Dass es dem Sterndeuter wenigstens nicht an Verschmitztheit, die Zeit und Umstände gehörig zu benutzen, gefehlt haben muss, erhellt zumTeil aus der Geistesgegenwart, womit er seinem eigenen nahen Tod weislich entging. Der König, den der Tod seiner Mätresse sehr schmerzte, ließ nämlich den Propheten vor sich erscheinen, nachdem er den Bedienten ernstlich befohlen hatte, auf ein gewisses Zeichen, das er ihnen geben würde, den armen Schelm anzupacken und aus einem Fenster des zweiten Stockwerks hinauszuwerfen.

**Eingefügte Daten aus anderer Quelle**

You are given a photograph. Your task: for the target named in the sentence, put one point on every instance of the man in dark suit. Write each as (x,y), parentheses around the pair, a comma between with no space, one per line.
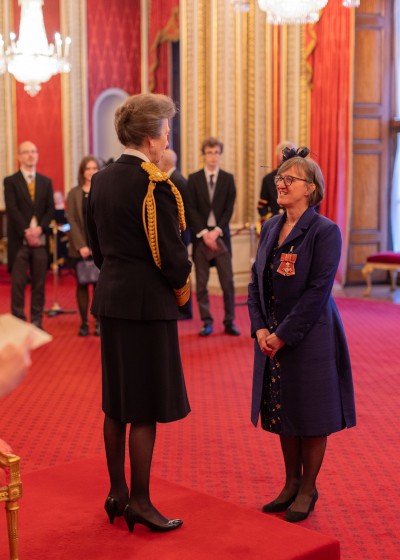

Der König redete ihn auf folgende verfängliche Art an: »Da du so ein geschickter Mann sein willst und das Schicksal anderer Personen so genau vorhersiehst, so belehre mich doch, welches das deine sein wird, und wie lange du selbst noch zu leben hast.«

Ganz unbefangen erklärte der schlaue Sterndeuter freimütig: »Ich werde drei Tage vor Ew. Majestät Ableben sterben.«

Der König war zu abergläubig, um auch nun noch bei seinem Entschluss bleiben zu können, und ihn wirklich zum Fenster hinausstürzen zu lassen. Er tat vielmehr alles, was in seinem Vermögen stand, eine Todesstunde, welcher die seine so bald folgen sollte, weit hinauszuschieben.